Wie kam es, dass 1478 eine junge, hochgebildete Dame aus Mantua ins Osttiroler Lienz übersiedelte? In Mantua durchwehte der Geist der Renaissance die Residenz der Fürstenfamilie Gonzaga, und die ersten Künstler der Zeit waren zugegen. Und das Schloss Bruck bei Lienz? Die frische Dolomitenluft mag die Fünfzehnjährige kaum über den neuen, wenig freundlichen Wohnsitz hinweggetröstet haben. Frische Winde aus dem Gebirge anstatt der Malaria übertragenden Mücken in der Po-Ebene? Die junge Frau war bereits als Zehnjährige Leonhard von Görz als Gattin versprochen worden. Ihr Glück, dass es dann noch fünf Jahre dauerte, bis der diplomatische Menschenhandel vollzogen wurde.
Pausbäckige Paola
Der politische Hintergrund: Über Slowenien drangen die Türken unaufhaltsam vor, sie standen sogar vor Spittal an der Drau. Und weil sie auch die Meere unsicher machten, musste sich die im Seehandel behinderte Republik Venedig auf ihr Hinterland besinnen. Das führte zwangsläufig zu Konflikten mit Mailand, Görz und Tirol. In Zeiten wie diesen war also nicht nur für die Habsburger eine kluge Heiratspolitik wichtig. Auch kleinere Landesherren trachteten danach, durch gezielte Brautwahl dem politischen Glück und der Sicherheit der Landesgrenzen planvoll nachzuhelfen: Leonhard von Görz, Herrscher über Friaul und fast ganz Istrien, das heutige Südtirol und die Provinz Trentino, ehelichte deshalb eine Tochter aus dem Hause der Gonzaga. Die Mantuaner waren unmittelbare Nachbarn zu Venedig. Devise: Einkreisen des Feindes durch familiäre Bande. Paola, als Pausbäckige in Mantua dargestellt, brachte in zwei reich beschnitzten Brauttruhen schöngeistige Dinge mit nach Lienz: Die Hochgebildete hatte Cicero, Dante und Petrarca im Reisegepäck. Das waren, abgesehen von der Bibel, die ersten Bücher am Görzer Fürstenhof. Der Bräutigam hingegen war alles andere als ein Humanist: Leonhard war gewohnt, brachial vorzugehen und eigenhändig das Schwert zu führen.
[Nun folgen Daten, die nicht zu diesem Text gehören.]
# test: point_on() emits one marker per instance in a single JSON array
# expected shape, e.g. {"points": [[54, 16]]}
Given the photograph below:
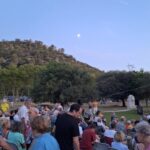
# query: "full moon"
{"points": [[78, 35]]}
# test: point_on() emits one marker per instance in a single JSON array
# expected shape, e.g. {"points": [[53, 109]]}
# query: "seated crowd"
{"points": [[72, 128]]}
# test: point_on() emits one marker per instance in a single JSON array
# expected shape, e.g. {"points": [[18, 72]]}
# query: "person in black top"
{"points": [[67, 130]]}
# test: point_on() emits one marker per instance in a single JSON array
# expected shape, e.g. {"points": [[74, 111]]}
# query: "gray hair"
{"points": [[143, 127]]}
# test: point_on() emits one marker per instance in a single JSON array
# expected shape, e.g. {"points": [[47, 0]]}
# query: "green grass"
{"points": [[130, 115]]}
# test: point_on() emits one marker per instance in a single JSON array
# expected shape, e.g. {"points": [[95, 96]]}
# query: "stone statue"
{"points": [[131, 102]]}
Als bei einer Firmung der Bischof nur symbolhafte Schläge austeilte, langte der Landesherr vor der Kirche sicherheitshalber nochmals kräftig zu. Denkbar schlechte Karten für die kunstsinnige junge Dame. Da gab es handfeste Streitereien um die Mitgift, und mehrmals beklagte sich die junge Ehefrau brieflich bei ihren Eltern und Geschwistern über schlechte Behandlung. Dann griffen die Gonzagas in Mantua zur Feder, ermahnten den Schwiegersohn oder Schwager je nach Sprachvermögen auf Italienisch oder Deutsch. Und wenn es allzu krass herging auch in offiziellem Latein. Das war schon die Stufe knapp vor der Kriegserklärung.
Cholerischer Leonhard
Da der ersehnte Stammhalter ausblieb, war die Atmosphäre zwischen den Eheleuten obendrein vergiftet. Leonhard hegte erhebliches Misstrauen gegen die Leibärzte seiner Frau und ihre Dienerschaft. Nicht viel sei einzuwenden gegen das Schloss Bruck und das Leben dort, hielt ein Arzt brieflich fest, aber angesichts des cholerischen Landesherren wolle er um keinen Preis dorthin zurück, um Paola weiter zu behandeln! Paolas weiteres Schicksal? Wir wissen nicht einmal, wann sie gestorben ist. Ihr Mann lebte jedenfalls als Witwer bis 1500. Mit ihm starben die Görzer aus und die umfangreichen Ländereien kamen ans Habsburgerreich.
Zwischen Süd und Nord
Die Schau „Leonhard und Paola. Ein ungleiches Paar“ ist Teil der gemeinsamen Landesausstellung „1500 circa“ der Länder Tirol, Südtirol und des Trentino. Über die beiden anderen Teile (in der bischöflichen Residenz von Brixen und im Schloss Beseno nahe Rovereto) wurde bereits berichtet. Auch der Ausstellungsteil auf Schloss Bruck, er ist der bei weitem anschaulichste der Ausstellungs-Trias, ist bis 31. Oktober täglich von 10 bis 18 Uhr geöffnet. Er zeigt viel vom Alltagsleben aus der Zeit um 1500: wie eine kalte Burg damals eingerichtet war, wie Alltagsgerätschaften aussahen, wie Tische gedeckt wurden und was auf die Teller kam, oder wie man sich mit Jagd, Turnieren oder Spielen die Zeit vertrieben hat. Der geistesgeschichtliche, vor allem aber der reale Horizont der Menschen, die hier lebten, ist anschaulich aufgeschlüsselt. Die Spannungen der Zeit sind mit einprägsamen, vielfältigen Schaustücken beispielhaft dargestellt. Gerade dieses lebensnahe Thema bot gute Chancen, die Spannungen der Zeit zwischen aufblühender Renaissance-Kultur im Süden und den im Norden noch viel eher anzutreffenden beharrenden Kräften des Spätmittelalters greifbar zu machen. Um 1500 wurde ja das Weltbild gehörig umgekrempelt. Humanismus und Gotik prallten aufeinander. Die insgesamt unstabile politische Lage angesichts des Machtverlustes von Venedig und der heranpreschenden Türken machte das Konfliktpotenzial nicht geringer.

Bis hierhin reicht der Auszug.